BOBBY LIVINGSTON: Melon estate, where they're visiting, is a massive house with maids and, you know, all kinds of servants and grounds keepers, but the Kennedys, the President, they decide to – they're going to go to the beach shack down by the water, no amenities. You know it's – you can see how casual it is.

JONES: Bobby Livingston is an executive vice president of RR Auction House.

LIVINGSTON: I believe the Kennedys to America are the closest thing you have to a royal family. And here they are back stage. Incredible.

JONES: JFK's sister Eunice Kennedy is also in attendance that day. Her bright smile seen as she sits perched behind her brother, who's in firm control of the boat with Jackie by their side. It may seem that on this day the Kennedys don't have a care in the world, laughing and talking with their friends, and may not even know they're being photographed. No sign here of JFK's painful and chronic back problems.

DORIS KEARNS GOODWIN: We're not seeing his back brace. JFK is just coming out of the ocean and you feel as if you are getting a glimpse of how they actually were.

JONES: You may be surprised to see the images of the dignified first lady, always so in control of her public image.

JACKIE KENNEDY: I think this house will always grow, and should.

JONES: And here seen smoking cigarettes in a bathing suit.

LIVINGSTON: Jackie Kennedy was so beautiful and had such great taste and fashion. But here, when you see her smoking, casual, legs crossed – not the Jackie you are used to seeing.

JONES: Private and lighthearted moments. A rare behind-the-scenes look at one of the nation's most cherished couples.

KEARNS GOODWIN: And Jackie later said that what her husband wished he told her was that he had more simple good times, given all the tensions and the back pains and the troubles he had.
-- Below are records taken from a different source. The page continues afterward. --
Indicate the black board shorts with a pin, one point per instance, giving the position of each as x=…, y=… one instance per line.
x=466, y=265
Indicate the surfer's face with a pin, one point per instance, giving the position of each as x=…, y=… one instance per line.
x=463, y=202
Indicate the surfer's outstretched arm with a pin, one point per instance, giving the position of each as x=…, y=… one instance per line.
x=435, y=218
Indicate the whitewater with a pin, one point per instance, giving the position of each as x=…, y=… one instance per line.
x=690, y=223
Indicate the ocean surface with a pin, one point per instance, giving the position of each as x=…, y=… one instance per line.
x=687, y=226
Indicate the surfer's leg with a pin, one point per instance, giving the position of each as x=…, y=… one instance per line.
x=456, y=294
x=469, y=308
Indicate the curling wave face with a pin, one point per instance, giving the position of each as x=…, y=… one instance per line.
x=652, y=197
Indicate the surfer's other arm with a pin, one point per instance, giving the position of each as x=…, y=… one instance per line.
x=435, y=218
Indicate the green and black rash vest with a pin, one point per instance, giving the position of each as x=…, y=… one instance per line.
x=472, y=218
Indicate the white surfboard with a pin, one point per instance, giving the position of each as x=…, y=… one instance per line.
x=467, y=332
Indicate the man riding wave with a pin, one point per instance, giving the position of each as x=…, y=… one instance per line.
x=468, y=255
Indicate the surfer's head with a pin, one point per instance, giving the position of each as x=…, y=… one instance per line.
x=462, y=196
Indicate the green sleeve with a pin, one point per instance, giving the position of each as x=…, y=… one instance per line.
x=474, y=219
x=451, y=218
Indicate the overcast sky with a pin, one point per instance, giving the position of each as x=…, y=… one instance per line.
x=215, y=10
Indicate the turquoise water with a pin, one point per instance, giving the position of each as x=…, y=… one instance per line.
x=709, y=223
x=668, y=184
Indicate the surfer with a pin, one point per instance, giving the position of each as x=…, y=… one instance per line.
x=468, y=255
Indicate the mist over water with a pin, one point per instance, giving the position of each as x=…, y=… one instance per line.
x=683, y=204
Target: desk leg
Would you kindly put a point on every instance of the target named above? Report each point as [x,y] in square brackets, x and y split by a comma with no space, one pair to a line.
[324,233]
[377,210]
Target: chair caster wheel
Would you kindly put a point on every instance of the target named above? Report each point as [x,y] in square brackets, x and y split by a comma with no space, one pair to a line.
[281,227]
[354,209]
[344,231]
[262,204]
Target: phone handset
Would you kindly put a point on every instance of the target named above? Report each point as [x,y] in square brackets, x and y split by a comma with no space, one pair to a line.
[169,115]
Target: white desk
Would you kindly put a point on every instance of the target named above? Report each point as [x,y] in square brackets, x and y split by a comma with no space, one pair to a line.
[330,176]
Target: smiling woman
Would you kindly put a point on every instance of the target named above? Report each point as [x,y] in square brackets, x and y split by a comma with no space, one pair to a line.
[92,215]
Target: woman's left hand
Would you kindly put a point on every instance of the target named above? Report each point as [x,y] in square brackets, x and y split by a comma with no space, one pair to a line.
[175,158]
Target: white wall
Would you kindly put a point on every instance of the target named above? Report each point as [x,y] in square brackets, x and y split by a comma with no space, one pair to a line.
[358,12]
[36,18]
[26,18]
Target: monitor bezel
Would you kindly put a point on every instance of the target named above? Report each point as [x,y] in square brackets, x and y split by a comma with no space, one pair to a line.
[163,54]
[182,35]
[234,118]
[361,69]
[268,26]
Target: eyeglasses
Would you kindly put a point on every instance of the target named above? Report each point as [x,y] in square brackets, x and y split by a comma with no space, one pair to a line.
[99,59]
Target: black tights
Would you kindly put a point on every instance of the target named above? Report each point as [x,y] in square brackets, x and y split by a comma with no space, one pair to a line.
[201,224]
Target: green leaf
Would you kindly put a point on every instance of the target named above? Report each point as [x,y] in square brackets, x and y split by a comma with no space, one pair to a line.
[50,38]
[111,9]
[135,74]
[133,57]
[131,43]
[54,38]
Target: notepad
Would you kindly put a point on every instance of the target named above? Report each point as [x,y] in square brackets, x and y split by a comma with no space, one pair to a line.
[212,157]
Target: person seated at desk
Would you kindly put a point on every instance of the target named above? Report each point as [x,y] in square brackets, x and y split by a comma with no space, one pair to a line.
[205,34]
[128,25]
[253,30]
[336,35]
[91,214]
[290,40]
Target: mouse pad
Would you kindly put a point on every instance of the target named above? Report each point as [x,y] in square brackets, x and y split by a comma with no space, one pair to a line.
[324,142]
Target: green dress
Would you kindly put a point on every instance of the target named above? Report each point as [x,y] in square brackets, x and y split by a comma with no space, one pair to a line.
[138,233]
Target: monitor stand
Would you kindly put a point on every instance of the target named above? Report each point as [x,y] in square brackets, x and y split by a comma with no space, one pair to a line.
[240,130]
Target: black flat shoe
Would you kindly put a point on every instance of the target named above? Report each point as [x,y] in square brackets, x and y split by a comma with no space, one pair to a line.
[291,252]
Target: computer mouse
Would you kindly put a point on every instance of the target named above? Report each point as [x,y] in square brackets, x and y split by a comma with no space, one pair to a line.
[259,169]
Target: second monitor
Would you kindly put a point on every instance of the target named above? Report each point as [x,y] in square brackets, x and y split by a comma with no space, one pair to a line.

So here's one of those simple good times and it's fun to see it.

JONES: Simple good times, I like that. The auction takes place this Thursday. Bobby Livingston says he's not sure how much the collection of photographs will go for, but he's hoping it will be in the tens of thousands of dollars.

NATALIE MORALES: I'm guessing it will.

TAMRON HALL: That's incredible.

JONES: I think so, too.

MORALES: People love that.

JONES: There's a picture I like with – President Kennedy's in the water and his eyes are closed. You know that moment when you're just kind of free.

HALL: Bliss.

SAVANNAH GUTHRIE: Alright, Sheinelle, thank you so much.